In the era where we are bombarded with ton of information, carefully choose the correct information is crucial. After all, bits and bytes of information can be more dangerous than ignorance.

Once upon a time, when the information is hardly obtained by an ordinary people like us, we treat the information we obtained like precious metal. We absorbed what ever we could in the hope that we become more knowledgeable. While this is a correct attitude for the improvement of humanity, this only applied to the society where the information is scarce. When the situation changes, where we could easily obtain whatever information that we wish as long as we connected through the internet, choosing the correct information becomes crucial. This phenomenon is similar to the society who lacked of food, and making them no choice to choose what the food they wish to put inside their stomach.

Very often, by absorbing the misleading information, either consciously or unconsciously would only bring the devastating result to us. Take the example, whenever a company announces its profit soaring in a particular quarter, do not be so excited and thrush your money into it. The reported earnings lie to its word “reported” and whether it is “real” earnings, only god knows. Simply by Creative Accounting, the management and its related interested parties could manipulate the company account and show the public a “soaring reported earnings”. There are too many ways for the manipulation, by cooking the book, by selling off the assets to boost one-time earning, by dealing business among related companies are among few examples of the manipulation. The only way to be a successful investor lies to your passion and your home work – no short cut.

Over the years, I found out that the asian investors are the lambs that become the prey of the fox of financial industry. The information that is out of date and no longer applied in the western world could be sold in asian countries. Take an example, after 97/98 Asian Financial Crisis, many asian investors isolate themselves from the stock market. Because of the cash piling up, they need to find a way to invest their cash pile. Where the market would always supply what demand needed, the financial industry came out with the “Capital Guarantee Fund”. These hungered investors pouring their hard-earned money into the funds. Other examples like “Buy and hold”, “The price of real estate is always appreciate in the long term” and “Blue Chips counters is a safe haven for the investor”. There are too many examples that show that people without a proper knowledge tend to become the prey. While ignorance people have no choice but become a sacrifice, the most pitiful people are the one who obtain misleading information and yet they feel they got the correct information.

Sunday, February 05, 2006

Good Bye Mr. Alan Greenspan



31st January 2006 marked the fall of the old era and welcomed with the new horizon – Retirement of Federal Reserve (Fed) Chairman, Mr. Alan Greenspan who served the post for 18 years.
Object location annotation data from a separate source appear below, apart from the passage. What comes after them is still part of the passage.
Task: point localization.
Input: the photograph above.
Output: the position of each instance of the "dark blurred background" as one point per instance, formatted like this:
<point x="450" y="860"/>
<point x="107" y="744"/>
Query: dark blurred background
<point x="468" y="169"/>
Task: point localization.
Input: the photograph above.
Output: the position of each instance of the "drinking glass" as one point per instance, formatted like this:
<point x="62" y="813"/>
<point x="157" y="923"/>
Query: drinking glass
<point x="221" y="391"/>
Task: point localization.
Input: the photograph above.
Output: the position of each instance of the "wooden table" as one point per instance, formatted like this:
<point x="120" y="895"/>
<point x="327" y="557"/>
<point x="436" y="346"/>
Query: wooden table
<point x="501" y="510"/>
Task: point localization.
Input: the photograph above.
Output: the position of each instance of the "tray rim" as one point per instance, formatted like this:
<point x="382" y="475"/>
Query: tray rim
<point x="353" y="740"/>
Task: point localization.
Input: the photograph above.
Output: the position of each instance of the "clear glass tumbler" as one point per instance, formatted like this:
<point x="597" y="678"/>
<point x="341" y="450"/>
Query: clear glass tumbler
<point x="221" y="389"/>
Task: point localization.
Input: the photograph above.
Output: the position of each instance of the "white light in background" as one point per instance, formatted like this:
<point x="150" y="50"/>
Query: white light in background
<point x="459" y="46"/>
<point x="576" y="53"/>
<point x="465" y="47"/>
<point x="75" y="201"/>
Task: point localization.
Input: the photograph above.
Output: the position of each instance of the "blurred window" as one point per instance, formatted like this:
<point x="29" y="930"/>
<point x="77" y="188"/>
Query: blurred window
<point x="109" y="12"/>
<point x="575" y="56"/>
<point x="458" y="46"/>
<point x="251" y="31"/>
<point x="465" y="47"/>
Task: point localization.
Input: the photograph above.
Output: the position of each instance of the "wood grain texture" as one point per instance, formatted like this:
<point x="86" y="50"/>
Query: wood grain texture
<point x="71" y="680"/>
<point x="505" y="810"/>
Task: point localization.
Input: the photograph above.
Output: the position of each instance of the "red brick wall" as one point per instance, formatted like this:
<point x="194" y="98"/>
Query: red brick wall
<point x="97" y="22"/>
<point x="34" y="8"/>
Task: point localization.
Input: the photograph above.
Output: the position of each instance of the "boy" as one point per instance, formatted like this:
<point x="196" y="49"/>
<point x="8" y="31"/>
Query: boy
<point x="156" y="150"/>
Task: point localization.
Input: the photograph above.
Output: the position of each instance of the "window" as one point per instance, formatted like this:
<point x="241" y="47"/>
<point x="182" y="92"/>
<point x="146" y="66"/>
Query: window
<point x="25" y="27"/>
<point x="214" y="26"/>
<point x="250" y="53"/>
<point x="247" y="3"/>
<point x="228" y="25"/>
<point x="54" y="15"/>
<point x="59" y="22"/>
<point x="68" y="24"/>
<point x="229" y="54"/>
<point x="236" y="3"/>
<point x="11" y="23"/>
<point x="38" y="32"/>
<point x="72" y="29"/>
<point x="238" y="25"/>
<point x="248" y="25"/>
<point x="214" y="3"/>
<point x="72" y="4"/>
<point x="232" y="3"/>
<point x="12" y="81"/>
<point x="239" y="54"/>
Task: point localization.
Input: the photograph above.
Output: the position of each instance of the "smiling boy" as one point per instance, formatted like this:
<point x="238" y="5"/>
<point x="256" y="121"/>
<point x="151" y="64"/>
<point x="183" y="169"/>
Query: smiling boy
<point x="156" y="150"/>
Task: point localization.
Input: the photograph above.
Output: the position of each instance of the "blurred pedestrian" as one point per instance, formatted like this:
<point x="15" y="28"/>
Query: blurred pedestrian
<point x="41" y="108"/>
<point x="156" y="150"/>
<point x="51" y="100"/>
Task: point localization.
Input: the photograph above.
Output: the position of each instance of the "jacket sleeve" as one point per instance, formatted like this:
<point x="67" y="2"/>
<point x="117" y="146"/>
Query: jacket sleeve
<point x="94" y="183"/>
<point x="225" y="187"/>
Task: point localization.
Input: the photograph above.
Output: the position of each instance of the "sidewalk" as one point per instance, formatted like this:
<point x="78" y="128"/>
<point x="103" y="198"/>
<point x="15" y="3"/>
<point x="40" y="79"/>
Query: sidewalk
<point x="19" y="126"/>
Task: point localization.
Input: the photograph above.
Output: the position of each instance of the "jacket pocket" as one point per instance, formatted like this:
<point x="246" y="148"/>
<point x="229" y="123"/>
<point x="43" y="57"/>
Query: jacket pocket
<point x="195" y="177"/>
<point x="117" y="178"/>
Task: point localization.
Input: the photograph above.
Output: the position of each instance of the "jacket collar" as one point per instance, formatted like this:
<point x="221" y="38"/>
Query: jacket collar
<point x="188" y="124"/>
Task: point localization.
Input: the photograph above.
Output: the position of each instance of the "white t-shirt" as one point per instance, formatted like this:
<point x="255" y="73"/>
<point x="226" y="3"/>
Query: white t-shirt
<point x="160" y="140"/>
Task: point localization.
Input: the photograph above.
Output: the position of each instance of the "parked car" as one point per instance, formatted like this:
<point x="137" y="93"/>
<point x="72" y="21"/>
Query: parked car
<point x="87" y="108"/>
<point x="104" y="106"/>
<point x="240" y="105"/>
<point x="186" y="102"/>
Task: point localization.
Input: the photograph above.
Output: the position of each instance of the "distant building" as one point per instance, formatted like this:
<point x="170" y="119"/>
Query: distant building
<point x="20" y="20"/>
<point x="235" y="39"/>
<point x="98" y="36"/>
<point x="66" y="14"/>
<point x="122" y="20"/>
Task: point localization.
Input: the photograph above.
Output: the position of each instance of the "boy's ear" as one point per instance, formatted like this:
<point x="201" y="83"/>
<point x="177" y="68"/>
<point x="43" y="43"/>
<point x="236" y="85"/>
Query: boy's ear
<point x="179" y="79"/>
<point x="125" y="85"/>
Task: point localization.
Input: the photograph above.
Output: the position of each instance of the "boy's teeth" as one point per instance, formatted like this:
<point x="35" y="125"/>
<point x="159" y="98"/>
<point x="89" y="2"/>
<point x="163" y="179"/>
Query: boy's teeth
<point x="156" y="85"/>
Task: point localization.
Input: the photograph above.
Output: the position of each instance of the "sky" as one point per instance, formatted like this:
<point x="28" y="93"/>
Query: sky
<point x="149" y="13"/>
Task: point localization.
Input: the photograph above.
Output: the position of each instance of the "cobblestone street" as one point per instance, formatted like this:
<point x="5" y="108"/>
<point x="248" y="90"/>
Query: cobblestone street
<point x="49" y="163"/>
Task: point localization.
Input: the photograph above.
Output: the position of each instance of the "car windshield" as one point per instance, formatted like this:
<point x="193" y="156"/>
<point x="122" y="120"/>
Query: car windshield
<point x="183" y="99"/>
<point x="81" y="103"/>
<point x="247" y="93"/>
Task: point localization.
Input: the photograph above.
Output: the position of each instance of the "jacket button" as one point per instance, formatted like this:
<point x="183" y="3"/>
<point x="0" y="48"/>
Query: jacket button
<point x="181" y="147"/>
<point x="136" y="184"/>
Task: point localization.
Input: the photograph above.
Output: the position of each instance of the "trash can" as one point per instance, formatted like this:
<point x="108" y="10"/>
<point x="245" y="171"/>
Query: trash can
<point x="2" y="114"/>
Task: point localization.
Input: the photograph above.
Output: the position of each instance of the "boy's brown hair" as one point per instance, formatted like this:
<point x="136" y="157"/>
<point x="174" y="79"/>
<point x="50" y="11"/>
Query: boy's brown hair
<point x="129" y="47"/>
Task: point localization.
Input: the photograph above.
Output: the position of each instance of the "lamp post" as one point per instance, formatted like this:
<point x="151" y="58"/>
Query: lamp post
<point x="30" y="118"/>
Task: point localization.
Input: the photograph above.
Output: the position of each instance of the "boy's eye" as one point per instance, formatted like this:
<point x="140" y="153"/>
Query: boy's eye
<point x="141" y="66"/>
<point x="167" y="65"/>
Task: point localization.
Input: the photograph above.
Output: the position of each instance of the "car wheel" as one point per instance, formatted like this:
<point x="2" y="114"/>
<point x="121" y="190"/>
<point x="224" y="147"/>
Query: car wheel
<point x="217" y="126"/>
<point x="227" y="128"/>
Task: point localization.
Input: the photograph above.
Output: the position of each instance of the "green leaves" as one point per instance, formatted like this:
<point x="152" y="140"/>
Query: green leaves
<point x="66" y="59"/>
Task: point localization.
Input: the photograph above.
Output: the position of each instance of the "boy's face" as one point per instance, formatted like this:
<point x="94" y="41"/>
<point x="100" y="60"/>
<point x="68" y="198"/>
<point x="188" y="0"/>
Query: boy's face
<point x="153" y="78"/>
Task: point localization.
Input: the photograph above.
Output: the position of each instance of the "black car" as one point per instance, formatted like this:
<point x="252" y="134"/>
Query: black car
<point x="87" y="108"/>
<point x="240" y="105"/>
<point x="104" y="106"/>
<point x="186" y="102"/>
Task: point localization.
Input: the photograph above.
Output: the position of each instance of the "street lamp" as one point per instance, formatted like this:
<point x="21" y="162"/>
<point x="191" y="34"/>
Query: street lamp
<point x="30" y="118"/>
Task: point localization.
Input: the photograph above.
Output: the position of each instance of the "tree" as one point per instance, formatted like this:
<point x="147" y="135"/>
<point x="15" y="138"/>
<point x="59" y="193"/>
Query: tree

For nearly 2 decades, he was treated as a man of last resort whenever there is a economic crisis. The crash of Dow in Black Monday, October 1987, 90/91 economic downturn, the collapse of Long Term Capital Management (LTCM) in October 1998, the aftermath of Tech Bubble after 2000 are few examples. He believed to have magic hands who could turn an economic downturn back on track by using his monetary policy of manipulating key interest rate. The whole world is lead by him whether the economic will be “soft landing”, “hard landing”…etc. The blind faith of whole world that putting on him made him as the “God” who can rescue the world whenever there is something happen. His retirement made us worried that his successor could safeguard us when there is something happen in the future.



While Mr. Alan Greenspan might have his contribution, we need not overstate it. Take an example, few days before the meeting of the bankers to save LTCM, Alan Greenspan had testified to the House Banking Committee that ‘hedge funds were strongly regulated by those who lend the money. With the LTCM debacle, the belief that Alan Greenspan knew whereof he spoke, a central tenet of the Fed’s status, had been put in hazard.